Masonic Villages of the Grand Lodge of Pennsylvania Agrees to Pay the United States $325,080 To Resolve Disputed
Medicare Claim Payments

FOR IMMEDIATE RELEASE
October 24, 2011

     The United States Attorney's Office for the Middle District of Pennsylvania announced that the Masonic Villages of the Grand Lodge of Free and Accepted Masons of Pennsylvania has agreed to pay the United States $325,080.90 to resolve violations of the False Claims Act, 31 U.S.C. §§ 3729-3733.

     Masonic Villages is a Medicare and Medicaid provider, offering nursing care and personal living accommodations to residents at four campuses in Pennsylvania: Elizabethtown; Lafayette Hill; Sewickley; and Warminster.

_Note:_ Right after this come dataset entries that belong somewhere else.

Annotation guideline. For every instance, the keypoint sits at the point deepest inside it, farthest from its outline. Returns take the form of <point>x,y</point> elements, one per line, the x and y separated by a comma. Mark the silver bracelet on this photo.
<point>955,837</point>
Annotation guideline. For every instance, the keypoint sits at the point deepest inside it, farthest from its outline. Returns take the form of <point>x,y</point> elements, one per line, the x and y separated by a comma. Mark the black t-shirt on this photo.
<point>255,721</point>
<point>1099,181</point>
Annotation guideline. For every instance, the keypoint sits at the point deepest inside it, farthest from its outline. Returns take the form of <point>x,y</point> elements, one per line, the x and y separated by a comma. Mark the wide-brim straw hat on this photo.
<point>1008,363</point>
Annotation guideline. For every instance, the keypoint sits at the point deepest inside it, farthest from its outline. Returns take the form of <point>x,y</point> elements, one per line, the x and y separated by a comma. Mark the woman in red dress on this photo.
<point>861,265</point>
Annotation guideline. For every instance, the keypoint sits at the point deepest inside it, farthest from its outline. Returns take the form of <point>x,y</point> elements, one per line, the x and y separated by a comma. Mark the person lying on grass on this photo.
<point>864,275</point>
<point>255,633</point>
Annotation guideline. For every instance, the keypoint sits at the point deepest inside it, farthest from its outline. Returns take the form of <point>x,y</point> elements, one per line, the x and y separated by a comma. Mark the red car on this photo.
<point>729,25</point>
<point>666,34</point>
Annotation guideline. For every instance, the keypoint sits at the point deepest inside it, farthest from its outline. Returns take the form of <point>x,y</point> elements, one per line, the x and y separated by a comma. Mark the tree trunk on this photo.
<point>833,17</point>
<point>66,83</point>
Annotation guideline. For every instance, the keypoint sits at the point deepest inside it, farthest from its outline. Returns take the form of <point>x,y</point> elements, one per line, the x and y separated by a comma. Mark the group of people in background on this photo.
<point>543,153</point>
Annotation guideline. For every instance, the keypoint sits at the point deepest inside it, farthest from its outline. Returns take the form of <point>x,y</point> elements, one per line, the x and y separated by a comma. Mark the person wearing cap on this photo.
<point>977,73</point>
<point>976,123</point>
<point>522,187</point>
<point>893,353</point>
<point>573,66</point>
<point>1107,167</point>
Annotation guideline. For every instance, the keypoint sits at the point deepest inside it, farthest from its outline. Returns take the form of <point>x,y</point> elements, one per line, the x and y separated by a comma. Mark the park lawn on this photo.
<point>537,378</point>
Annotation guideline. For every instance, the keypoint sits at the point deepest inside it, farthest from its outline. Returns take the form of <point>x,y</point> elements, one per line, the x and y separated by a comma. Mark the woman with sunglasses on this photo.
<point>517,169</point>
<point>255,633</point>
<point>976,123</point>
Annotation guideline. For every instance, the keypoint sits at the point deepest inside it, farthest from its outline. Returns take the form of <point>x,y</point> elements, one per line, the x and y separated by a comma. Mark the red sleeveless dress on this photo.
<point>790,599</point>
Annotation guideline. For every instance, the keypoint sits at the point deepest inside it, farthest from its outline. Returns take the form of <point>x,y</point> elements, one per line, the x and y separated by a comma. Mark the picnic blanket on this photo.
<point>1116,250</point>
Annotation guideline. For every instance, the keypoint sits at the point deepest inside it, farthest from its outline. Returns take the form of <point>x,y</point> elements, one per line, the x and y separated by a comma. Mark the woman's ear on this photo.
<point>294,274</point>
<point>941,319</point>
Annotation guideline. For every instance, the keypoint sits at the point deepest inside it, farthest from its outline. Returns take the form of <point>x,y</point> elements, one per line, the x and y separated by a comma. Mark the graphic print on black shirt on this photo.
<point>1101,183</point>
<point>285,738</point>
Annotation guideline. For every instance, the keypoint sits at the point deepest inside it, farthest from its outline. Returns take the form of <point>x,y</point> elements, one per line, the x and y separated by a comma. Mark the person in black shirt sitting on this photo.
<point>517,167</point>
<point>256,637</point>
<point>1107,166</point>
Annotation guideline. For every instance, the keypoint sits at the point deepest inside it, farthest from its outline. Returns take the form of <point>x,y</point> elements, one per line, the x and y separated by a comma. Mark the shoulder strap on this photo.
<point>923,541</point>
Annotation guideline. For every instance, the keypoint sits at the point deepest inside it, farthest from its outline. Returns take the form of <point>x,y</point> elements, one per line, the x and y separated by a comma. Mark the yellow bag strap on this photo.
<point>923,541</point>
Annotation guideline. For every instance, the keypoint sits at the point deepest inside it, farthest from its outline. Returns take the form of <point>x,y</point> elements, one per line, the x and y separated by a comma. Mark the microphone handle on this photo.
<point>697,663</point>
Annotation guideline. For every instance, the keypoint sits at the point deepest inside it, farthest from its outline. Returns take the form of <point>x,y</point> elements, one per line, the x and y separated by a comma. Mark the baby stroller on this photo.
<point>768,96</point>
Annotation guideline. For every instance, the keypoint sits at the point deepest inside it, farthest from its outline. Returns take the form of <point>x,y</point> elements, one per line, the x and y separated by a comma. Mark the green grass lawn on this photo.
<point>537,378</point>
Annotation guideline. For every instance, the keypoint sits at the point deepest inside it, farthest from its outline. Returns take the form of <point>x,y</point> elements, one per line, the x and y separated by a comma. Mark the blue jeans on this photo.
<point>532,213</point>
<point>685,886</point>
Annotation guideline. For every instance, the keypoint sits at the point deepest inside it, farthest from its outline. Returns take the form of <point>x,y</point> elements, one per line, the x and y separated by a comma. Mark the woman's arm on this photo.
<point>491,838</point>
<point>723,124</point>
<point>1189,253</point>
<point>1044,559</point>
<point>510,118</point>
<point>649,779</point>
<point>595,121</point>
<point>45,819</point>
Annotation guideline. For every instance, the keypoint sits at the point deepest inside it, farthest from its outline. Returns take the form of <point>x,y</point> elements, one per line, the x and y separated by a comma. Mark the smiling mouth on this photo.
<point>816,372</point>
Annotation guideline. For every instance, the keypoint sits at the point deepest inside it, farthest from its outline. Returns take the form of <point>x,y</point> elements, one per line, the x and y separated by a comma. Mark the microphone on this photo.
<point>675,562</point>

     According to United States Attorney Peter J. Smith, the Masonic Villages voluntarily disclosed to the government that from June 2007, through September 2010, the contractor that provided rehabilitation therapy services at the Masonic Villages' Lafayette Hill, Sewickley, and Warminster campuses did not maintain accurate daily treatment notes, as required by Medicare regulations.

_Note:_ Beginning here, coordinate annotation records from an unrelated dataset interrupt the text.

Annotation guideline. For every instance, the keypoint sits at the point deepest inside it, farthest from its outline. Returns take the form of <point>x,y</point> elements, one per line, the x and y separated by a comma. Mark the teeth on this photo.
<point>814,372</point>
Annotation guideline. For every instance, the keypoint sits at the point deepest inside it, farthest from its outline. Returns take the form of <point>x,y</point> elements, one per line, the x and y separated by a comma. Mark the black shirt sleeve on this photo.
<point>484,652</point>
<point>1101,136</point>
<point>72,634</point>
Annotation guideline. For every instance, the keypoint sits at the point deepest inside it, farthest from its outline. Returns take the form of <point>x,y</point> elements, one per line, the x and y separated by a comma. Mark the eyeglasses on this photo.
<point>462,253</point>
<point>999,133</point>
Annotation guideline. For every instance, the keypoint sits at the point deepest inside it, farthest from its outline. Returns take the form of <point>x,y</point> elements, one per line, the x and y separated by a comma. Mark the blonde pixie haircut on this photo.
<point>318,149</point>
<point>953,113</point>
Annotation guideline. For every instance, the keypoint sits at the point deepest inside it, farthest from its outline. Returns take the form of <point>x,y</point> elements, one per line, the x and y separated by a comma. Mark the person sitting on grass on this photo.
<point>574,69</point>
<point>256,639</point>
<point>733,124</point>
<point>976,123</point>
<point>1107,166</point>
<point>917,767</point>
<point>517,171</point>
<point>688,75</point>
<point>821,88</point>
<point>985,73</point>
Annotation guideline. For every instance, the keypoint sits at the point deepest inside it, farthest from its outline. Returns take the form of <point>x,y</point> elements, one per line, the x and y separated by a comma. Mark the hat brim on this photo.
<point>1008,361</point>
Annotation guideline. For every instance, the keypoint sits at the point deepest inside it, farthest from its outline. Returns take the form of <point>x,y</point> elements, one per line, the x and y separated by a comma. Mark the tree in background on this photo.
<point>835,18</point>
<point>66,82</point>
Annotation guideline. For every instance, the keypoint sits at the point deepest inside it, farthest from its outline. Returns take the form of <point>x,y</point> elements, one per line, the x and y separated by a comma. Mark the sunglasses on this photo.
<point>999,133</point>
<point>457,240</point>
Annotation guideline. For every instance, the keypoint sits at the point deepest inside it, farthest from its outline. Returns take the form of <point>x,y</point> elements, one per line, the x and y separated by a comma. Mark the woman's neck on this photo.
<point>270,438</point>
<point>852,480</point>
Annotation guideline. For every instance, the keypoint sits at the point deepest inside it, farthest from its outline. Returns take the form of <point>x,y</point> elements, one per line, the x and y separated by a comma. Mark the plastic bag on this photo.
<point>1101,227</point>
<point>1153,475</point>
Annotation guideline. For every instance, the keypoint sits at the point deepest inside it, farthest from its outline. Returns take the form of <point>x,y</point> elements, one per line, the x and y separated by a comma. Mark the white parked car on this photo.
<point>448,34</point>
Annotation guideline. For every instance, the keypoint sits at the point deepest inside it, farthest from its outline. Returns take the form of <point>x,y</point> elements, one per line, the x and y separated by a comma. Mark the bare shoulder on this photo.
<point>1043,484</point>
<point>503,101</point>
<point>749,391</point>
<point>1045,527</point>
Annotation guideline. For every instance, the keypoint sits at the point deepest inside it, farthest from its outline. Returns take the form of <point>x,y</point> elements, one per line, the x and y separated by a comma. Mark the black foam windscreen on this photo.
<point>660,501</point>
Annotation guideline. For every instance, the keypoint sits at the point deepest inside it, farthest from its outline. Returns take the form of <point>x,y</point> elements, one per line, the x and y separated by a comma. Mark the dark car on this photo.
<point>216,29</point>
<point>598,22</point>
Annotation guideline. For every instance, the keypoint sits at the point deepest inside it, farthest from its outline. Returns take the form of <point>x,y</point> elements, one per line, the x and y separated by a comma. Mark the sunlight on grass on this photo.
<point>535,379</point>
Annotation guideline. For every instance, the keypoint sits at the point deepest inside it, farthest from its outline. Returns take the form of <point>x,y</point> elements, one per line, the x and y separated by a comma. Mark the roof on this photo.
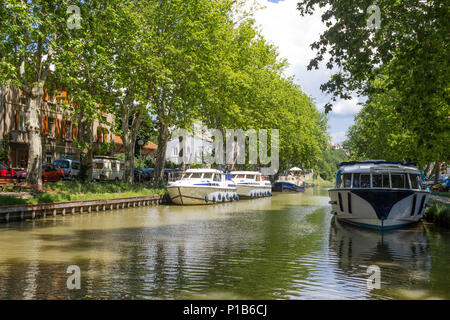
<point>246,172</point>
<point>403,163</point>
<point>203,171</point>
<point>148,145</point>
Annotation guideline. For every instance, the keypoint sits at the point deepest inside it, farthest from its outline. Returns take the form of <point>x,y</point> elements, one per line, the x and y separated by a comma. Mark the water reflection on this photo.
<point>285,247</point>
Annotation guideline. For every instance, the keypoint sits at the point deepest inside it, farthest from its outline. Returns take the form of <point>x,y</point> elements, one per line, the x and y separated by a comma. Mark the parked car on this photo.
<point>445,185</point>
<point>70,167</point>
<point>107,168</point>
<point>6,173</point>
<point>50,173</point>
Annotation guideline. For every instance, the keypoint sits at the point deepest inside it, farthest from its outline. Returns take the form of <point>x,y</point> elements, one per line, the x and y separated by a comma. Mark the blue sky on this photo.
<point>282,25</point>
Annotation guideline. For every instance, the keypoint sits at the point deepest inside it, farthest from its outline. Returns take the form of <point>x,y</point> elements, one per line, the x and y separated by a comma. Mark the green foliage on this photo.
<point>328,163</point>
<point>402,67</point>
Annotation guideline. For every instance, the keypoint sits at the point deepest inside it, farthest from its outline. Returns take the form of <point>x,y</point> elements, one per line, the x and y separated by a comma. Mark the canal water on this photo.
<point>285,247</point>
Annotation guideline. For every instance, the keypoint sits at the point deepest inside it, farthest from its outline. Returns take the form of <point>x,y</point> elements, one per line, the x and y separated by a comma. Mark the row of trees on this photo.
<point>172,62</point>
<point>401,64</point>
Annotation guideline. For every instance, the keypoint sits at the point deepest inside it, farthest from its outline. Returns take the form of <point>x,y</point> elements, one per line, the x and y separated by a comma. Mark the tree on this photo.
<point>407,52</point>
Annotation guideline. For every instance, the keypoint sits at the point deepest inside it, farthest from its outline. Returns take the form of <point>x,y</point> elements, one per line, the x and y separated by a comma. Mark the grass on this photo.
<point>438,212</point>
<point>74,191</point>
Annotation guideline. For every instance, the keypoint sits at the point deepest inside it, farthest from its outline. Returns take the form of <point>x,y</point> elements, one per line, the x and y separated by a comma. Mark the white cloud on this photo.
<point>338,137</point>
<point>346,107</point>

     Based on a review of the disclosure, the government concluded that Masonic Villages failed to follow proper Medicare coding and documentation regulations required for evaluating and billing for Medicare and Medicaid patients who may need rehabilitative therapy services. Specifically, Masonic Villages did not properly document the time spent on initial patient assessments for rehabilitative therapy services and failed to maintain accurate treatment notes for rehabilitative therapy provided on the same day as the initial assessment at Masonic Villages' Lafayette Hill, Sewickley, and Warminster campuses. In addition, Masonic Villages at Sewickley billed for individual therapy sessions at times when therapy was provided concurrently and failed to maintain adequate documentation for these services.

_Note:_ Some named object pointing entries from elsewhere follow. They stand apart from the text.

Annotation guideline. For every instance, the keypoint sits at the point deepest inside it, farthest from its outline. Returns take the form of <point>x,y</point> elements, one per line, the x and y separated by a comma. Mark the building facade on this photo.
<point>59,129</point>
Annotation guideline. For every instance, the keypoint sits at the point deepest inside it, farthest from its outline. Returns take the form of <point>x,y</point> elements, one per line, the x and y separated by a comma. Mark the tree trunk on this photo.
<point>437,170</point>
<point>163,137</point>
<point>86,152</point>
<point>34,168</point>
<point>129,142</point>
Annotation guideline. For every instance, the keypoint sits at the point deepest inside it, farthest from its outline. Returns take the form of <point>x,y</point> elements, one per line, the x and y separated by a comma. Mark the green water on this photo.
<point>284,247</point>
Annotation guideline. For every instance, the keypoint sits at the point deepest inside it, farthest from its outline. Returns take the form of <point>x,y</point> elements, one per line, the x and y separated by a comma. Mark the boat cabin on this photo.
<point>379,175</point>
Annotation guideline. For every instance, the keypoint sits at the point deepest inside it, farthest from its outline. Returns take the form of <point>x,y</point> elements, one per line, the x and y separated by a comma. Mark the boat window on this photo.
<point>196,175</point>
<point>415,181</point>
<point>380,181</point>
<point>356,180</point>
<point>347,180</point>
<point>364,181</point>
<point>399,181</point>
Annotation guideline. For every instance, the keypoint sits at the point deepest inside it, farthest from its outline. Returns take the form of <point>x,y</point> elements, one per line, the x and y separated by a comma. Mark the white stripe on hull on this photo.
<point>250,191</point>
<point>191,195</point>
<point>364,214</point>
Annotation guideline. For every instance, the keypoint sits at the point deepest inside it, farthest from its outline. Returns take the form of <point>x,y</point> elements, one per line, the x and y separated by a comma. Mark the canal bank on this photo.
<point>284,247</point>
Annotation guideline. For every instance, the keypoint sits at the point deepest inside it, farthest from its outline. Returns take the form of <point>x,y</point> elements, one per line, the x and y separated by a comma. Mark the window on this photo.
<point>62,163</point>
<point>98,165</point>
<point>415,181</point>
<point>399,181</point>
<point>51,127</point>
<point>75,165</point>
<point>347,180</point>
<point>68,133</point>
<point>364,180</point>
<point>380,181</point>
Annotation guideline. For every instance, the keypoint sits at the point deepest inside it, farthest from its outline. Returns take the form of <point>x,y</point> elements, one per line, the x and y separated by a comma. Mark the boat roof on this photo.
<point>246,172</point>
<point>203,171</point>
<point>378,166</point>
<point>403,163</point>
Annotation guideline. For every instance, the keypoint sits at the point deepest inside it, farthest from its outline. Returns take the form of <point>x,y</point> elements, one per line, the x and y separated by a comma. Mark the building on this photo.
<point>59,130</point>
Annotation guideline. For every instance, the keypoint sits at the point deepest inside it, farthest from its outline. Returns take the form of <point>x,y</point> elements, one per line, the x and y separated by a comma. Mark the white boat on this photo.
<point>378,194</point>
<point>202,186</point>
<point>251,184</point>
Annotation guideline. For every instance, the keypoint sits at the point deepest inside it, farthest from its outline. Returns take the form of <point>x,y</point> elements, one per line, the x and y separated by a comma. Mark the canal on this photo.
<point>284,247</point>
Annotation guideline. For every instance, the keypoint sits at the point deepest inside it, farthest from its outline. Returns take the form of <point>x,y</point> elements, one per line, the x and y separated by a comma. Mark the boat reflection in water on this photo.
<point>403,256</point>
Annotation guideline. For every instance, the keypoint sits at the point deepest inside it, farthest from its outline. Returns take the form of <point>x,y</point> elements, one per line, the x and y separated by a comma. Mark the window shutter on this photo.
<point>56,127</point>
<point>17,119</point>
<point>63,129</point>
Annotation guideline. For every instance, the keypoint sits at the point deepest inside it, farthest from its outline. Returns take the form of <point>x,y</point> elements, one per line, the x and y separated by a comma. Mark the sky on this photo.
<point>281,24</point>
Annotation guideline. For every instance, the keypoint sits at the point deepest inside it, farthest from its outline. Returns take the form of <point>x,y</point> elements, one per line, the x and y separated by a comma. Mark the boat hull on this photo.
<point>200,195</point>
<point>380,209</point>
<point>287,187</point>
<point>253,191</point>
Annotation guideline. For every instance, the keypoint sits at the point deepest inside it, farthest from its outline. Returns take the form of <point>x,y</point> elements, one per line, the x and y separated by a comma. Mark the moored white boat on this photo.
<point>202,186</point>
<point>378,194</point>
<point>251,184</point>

     U.S. Attorney Smith commended the Masonic Villages for its willingness to voluntarily bring this matter—discovered during an internal audit—to the government's attention and to strengthen internal controls to ensure compliance with Medicare and Medicaid regulations in the future.

     This case was investigated by the U.S. Department of Health and Human Services, Office of the Inspector General in Harrisburg. Lisa Veigel of the U.S. Department of Health and Human Services, Office of Counsel to the Inspector General, and Brian Simpson, of the United States Attorney's Office, Civil Division, handled the case.